And now he promises to really open up.
That announcement came Sunday, minutes after Ramos defeated Tyler Graff of Wisconsin, 2-1, to win his first Big Ten Conference individual championship. The previous two seasons he finished second in the league to Logan Stieber of Ohio State.
“I’m relieved, the stress is gone a little bit and I can relax,” said Ramos, who placed second and third at the last two national tournaments. “Maybe now I’ll wrestle a little more open and not so tight like `I have to win this, I have to win this.'”
Ramos has always been successful on the mat, but most of the medals around his neck have been silver or bronze. Now he adds conference gold to the collection.
“He has a Big Ten championship, let’s keep adding to that,” UI head coach Tom Brands said. “He is finding ways to win. Now it’s on to the thing everybody in America is shooting for — the national championship.”
“I’m relieved, the stress is gone a little bit and I can relax. Maybe now I’ll wrestle a little more open and not so tight like `I have to win this, I have to win this.'”
Big Ten Champion
The road to gold for Ramos at the Big Ten Tournament was paved with a pin against Michigan’s Rossi Bruno in 1:33, a 7-6 decision against Purdue’s Cashe Quiroga, and the 2-1 win against Graff. Ramos entered the 2014 league championship with a record of 16-1 against other competitors in the field. The only loss was to Graff, 3-1 in overtime, in the 2011 Big Ten Tournament eventually won by Andrew Long of Penn State. Ramos defeated Graff twice last season — in the semifinals at conference and nationals.
During Ramos-Graff IV, Ramos won without collecting a takedown; he rode Graff most of the third period.
“I knew going into it I had to adjust, drop my hips back, ride the ankle, ride the leg,” Ramos said. “They’re going to hit me for stalling, they’re going to boo…let them say what they want, I’m the one walking out of here with a title.”

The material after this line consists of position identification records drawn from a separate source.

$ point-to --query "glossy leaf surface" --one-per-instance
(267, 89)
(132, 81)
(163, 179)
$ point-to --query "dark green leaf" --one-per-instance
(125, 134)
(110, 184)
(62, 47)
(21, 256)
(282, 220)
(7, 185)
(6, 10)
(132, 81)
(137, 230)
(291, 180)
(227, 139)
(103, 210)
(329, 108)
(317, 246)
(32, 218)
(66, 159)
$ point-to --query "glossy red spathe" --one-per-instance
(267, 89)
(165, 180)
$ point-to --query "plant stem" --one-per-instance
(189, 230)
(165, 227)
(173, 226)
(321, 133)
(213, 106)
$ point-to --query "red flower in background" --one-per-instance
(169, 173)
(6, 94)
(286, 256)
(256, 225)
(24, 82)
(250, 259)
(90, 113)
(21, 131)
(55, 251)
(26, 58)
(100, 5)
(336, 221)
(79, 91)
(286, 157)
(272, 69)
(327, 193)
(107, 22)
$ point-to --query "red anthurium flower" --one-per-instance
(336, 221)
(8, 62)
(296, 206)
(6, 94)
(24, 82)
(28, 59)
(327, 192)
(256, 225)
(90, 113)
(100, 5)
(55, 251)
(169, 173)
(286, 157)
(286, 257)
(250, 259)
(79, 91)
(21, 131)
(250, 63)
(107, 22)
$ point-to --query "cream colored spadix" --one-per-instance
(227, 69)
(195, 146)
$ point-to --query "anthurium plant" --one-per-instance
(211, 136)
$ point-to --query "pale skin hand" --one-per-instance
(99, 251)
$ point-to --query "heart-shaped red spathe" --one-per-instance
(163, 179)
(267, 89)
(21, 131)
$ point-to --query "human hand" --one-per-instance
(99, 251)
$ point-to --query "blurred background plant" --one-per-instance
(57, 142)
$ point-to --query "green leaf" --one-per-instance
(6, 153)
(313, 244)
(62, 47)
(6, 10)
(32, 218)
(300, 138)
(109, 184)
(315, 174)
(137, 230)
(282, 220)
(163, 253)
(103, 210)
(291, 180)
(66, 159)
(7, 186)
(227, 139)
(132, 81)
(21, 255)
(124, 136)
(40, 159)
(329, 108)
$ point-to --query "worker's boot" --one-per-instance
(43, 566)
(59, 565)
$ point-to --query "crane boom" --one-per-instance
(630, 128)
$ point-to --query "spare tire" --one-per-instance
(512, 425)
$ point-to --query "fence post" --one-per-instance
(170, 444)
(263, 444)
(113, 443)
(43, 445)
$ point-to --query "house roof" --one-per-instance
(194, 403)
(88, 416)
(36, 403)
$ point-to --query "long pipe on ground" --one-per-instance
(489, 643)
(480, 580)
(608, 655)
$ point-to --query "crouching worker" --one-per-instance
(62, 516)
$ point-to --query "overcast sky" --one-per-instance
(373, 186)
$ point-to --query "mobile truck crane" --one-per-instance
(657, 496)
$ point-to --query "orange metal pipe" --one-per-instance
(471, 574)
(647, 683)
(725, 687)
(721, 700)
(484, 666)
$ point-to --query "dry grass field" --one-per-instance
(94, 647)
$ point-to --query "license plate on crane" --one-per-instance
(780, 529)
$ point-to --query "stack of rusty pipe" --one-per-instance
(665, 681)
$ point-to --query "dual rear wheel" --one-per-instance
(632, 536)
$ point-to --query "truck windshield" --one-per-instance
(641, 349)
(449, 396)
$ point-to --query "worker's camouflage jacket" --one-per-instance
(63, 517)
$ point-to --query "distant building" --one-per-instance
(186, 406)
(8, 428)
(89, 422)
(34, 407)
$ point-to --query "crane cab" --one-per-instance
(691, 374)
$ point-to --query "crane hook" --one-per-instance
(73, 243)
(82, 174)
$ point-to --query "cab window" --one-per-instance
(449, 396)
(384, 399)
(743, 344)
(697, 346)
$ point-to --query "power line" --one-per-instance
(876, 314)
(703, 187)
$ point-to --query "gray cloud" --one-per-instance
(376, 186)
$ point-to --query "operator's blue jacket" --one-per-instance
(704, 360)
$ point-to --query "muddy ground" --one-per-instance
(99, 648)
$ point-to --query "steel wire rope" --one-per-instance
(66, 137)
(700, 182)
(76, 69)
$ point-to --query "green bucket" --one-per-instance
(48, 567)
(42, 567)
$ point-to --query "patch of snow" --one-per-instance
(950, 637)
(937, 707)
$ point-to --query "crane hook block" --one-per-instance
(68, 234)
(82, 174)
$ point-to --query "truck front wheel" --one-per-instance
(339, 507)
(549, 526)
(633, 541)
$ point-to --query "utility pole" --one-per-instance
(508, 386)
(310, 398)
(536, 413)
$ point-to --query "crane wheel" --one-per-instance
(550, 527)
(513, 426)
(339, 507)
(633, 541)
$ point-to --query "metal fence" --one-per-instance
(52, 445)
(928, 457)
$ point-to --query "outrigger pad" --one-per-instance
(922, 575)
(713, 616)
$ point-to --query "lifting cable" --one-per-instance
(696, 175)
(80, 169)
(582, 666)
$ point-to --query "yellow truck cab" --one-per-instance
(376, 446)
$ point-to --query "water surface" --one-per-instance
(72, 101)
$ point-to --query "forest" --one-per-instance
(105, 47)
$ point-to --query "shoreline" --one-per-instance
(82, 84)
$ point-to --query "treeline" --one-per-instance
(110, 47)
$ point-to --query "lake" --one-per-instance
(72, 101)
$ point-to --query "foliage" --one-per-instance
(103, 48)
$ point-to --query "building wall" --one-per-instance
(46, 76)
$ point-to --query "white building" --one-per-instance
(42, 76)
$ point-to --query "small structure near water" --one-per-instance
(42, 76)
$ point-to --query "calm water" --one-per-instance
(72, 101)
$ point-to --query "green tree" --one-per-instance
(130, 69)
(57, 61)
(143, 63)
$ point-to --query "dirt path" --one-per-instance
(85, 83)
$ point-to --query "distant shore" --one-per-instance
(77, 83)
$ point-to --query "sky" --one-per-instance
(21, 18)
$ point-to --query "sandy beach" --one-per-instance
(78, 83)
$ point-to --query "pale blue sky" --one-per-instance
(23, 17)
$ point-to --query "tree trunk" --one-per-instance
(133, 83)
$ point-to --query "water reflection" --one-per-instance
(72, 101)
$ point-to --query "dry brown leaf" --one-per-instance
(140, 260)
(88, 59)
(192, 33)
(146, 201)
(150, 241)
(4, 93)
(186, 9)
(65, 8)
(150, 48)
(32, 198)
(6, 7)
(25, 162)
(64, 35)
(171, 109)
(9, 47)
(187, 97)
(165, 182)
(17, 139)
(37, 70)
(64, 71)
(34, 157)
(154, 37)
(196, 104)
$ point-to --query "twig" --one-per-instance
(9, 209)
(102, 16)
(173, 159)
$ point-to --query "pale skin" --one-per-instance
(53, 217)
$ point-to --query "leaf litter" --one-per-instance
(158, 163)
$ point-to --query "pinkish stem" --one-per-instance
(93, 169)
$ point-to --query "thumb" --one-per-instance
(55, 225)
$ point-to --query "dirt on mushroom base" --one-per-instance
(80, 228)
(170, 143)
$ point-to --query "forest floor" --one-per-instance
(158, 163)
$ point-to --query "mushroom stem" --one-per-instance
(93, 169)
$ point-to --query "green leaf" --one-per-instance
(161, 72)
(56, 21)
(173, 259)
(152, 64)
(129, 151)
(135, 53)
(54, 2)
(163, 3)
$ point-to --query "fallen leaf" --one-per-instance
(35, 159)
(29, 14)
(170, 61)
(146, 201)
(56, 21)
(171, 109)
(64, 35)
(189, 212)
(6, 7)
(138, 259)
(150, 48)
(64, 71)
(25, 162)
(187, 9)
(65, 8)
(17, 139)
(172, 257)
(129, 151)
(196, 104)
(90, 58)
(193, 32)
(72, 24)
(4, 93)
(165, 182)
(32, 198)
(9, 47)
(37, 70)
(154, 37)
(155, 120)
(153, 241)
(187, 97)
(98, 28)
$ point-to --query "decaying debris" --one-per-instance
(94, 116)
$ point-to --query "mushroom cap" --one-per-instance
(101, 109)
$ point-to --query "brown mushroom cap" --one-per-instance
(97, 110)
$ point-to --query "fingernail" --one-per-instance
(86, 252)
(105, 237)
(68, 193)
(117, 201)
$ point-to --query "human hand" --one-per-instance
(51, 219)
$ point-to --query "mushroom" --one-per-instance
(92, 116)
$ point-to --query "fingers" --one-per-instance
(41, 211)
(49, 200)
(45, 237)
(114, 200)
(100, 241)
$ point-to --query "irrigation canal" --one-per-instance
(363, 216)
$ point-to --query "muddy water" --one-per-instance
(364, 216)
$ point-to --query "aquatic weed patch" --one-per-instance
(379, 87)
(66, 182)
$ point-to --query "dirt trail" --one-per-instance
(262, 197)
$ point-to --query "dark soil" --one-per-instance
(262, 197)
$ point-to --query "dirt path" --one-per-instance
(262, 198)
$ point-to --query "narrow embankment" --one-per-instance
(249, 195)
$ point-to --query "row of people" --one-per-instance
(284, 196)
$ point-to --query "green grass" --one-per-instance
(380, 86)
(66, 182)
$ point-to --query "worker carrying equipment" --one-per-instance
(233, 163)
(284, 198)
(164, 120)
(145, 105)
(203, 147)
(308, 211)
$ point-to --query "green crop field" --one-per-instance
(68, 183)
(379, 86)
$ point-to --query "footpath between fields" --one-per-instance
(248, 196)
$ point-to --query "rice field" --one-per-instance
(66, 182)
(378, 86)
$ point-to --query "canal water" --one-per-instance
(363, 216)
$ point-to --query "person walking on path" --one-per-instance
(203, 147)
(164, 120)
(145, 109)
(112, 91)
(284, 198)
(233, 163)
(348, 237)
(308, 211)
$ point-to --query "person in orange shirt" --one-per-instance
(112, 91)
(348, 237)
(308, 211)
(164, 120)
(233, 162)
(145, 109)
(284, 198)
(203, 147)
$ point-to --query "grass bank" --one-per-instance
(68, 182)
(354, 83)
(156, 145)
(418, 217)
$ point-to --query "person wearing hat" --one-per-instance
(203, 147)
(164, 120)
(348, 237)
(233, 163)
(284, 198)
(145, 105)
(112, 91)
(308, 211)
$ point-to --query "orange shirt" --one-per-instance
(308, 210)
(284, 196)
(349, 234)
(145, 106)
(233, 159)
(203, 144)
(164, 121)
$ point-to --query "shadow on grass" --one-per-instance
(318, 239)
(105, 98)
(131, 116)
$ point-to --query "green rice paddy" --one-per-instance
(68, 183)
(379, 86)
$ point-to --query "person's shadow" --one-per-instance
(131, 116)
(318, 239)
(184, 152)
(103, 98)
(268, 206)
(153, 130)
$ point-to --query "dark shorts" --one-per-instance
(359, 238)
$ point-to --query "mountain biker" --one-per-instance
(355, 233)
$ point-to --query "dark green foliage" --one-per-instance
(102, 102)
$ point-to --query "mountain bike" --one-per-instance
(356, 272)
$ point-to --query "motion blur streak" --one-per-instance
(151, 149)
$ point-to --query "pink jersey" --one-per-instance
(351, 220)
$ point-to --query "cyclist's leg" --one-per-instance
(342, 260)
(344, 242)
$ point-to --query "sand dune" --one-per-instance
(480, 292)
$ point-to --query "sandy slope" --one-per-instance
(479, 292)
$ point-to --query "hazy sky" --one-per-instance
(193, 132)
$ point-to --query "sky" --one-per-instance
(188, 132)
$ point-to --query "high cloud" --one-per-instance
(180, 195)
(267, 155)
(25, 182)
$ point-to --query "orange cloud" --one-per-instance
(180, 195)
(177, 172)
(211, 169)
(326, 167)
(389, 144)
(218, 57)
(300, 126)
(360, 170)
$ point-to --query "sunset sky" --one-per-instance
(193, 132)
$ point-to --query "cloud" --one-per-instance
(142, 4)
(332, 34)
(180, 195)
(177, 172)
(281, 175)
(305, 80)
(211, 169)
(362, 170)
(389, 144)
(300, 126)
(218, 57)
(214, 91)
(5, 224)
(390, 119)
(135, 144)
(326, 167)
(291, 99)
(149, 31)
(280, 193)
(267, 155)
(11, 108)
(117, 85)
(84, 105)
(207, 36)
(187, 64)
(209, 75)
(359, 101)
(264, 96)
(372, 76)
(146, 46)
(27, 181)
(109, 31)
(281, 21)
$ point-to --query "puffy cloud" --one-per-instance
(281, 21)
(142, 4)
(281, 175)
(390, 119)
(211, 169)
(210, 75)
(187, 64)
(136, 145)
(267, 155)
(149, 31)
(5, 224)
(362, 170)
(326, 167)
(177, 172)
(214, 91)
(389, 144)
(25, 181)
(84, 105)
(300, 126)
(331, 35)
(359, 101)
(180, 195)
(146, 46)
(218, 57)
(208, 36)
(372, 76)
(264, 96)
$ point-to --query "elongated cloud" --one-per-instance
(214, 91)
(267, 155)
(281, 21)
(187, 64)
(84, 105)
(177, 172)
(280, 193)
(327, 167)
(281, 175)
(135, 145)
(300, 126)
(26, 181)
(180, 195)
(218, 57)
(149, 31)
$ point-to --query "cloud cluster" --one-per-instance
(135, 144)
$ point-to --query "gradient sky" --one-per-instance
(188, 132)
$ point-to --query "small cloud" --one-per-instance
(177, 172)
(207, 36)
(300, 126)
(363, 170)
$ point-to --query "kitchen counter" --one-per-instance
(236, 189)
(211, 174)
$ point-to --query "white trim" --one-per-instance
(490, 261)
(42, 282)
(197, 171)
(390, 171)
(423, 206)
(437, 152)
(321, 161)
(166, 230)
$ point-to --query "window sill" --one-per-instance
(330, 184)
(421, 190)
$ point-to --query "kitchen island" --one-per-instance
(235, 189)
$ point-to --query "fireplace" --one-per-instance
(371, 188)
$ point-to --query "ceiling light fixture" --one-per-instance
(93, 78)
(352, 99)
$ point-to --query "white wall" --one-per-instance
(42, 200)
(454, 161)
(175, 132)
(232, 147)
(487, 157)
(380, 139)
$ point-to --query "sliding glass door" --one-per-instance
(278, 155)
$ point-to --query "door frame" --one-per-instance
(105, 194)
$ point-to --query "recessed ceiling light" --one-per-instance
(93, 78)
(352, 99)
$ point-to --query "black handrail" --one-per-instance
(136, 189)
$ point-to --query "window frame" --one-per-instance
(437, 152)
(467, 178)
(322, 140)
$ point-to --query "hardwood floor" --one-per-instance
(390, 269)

For a little guy known for big moves, Ramos rode his way to this gold medal, a strategy that gives Graff and the rest of the country something to consider when the NCAA Championship is held March 20-22 in Oklahoma City, Okla.
“I guess it’s weird that I won riding on top and not getting a takedown, but I didn’t want it to go overtime,” Ramos said. “I wanted to win this one in regulation so it’s more in his head. He knows I can ride him and take him down and he can’t score on me. He doesn’t know what he’s going to do at nationals.”
Ramos is 27-2 this season with losses to A.J. Schopp of Edinboro (3-2) and Joe Colon of Northern Iowa (fall). Since losing to Colon in the finals of the 2013 Midlands, Ramos has won 13 in a row, five by fall.
“Stuff happens like that, you just have to work and build from it,” Ramos said of the loss to Colon. “It wasn’t the national tournament, so it is good it happened there. He might have a Midlands bracket, but he knows I’m coming for that NCAA championship.”
Earlier in the week, Ramos said there were two things missing from his resume. He secured one of them against Graff in front of a pro-Graff crowd in the Kohl Center.
“I heard the (official) on the outside counting down (the final) 10 (seconds),” Ramos said. “I knew I had to keep wrestling, keep wrestling, stay in the center. A huge weight was lifted. I finally got my name on that side of the wall (in the Dan Gable Wrestling Complex reserved for Big Ten champions); now I need to add an asterisk on the other side.”
An asterisk by your name in the Hawkeye wrestling room indicates NCAA champion. A more confident and wide open Ramos appears on track to accomplish goal No. 2.
CHAMPIONSHIP NOTE — Ramos is the third University of Iowa wrestler to win a conference championship at 133 pounds since the weight class was lowered from 134 pounds in 1999. The other Hawkeye 133-pound champions are Eric Juergens (2000, 01) and Cliff Moore (2003). Seven Hawkeyes have won 13 titles at 134, including current head coach Tom Brands (1991, 92) and radio analyst Mark Ironside (1995, 96, 97, 98).